後ろからナバルが話しかけて来た。それよりもユニークスキルだって?


「ユニークスキルって、俺一人だけ持てるスキルみたいなもんか?」

「その通りだ、良かったな」


ユニークスキルか...。正直俺は少し驚いた。だって唯の一般人だし、特に何も取り柄はなかった筈だ。
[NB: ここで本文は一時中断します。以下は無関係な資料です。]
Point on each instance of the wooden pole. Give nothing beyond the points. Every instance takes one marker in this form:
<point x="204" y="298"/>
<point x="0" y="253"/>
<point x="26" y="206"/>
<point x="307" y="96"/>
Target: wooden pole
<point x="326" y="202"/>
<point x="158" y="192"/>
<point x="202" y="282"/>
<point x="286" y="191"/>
「もう離して大丈夫です。では、検査が終わるまであちらの部屋でお待ちください。マコト様はユニークスキルをお持ちですので、少し時間がかかると思われます」


そう言われ俺はさっきのドアへと歩き始めた。


「じゃあなナバル、先行くぜ」

「おう」


ナバルに挨拶をし、俺はドアを開けた。中は特に何もなく、唯テーブルと椅子が並べてあるだけの、病院の待合室みたいだ。椅子にはさっき並んでいた冒険者達が座っている。


「トーマ様、トーマ・クック様」

「あ、はい」


待っていた冒険者が呼ばれ、さらに奥の部屋へと連れていかれた。

確か、ユニークスキル持ちだから少し長くなるって言ってたな。まあ気軽に待つか...。






「ユニークスキルって、どんなのがあるんだ?」


俺は待合室に来たナバルにそう言った。ユニークスキルについてだ。


「本当に色々あるぜ、身体強化系、魔法系、精神強化系、工作系とかな」

「へぇー、色々あんだな」


個人的に一番気になっているのは魔法系だ。超火力の魔法とか打ちたいですし。無双したいですしおすし。


「マコトさーん、マコト・シラカワさーん」

「...」

「おい、お前だぞ、行けよ」

「はっ、はい!」


慣れない名前で呼ばれたもんだから、忘れていた。俺はマコト・シラカワだった。


「ではこちらに」


案内されたのは更に奥の部屋。中には結構イケメンな青年が椅子に座っていた。

俺はその机を挟んで反対側へと座った。


「マコト・シラカワ様ですね?」

「そうです、で?僕の適性は?」

「体力、魔力、知力、筋力、運全て平均値です、まあ若干知力が高いぐらいですかね」


俺からしてみれば当然な結果だと思った、まあ最近まで高校生やってたし知力が少し高いのも頷ける。だが、肝心なのはステータスでは無い、ユニークスキルだ。


「で?ユニークスキルは?」

「あ、その...」


俺が問うと青年はとても申し訳なさそうな顔をした。そんな事は良いから早く教えて欲しい。焦らしプレイは好きでは無い。


「良いから早く言ってください!」

「...分かりました、あ、あなたのユニークスキル名は『動物愛好家』です!」


「...は?」


僕は動物好きです。特に猫が。まあ飼ってませんが。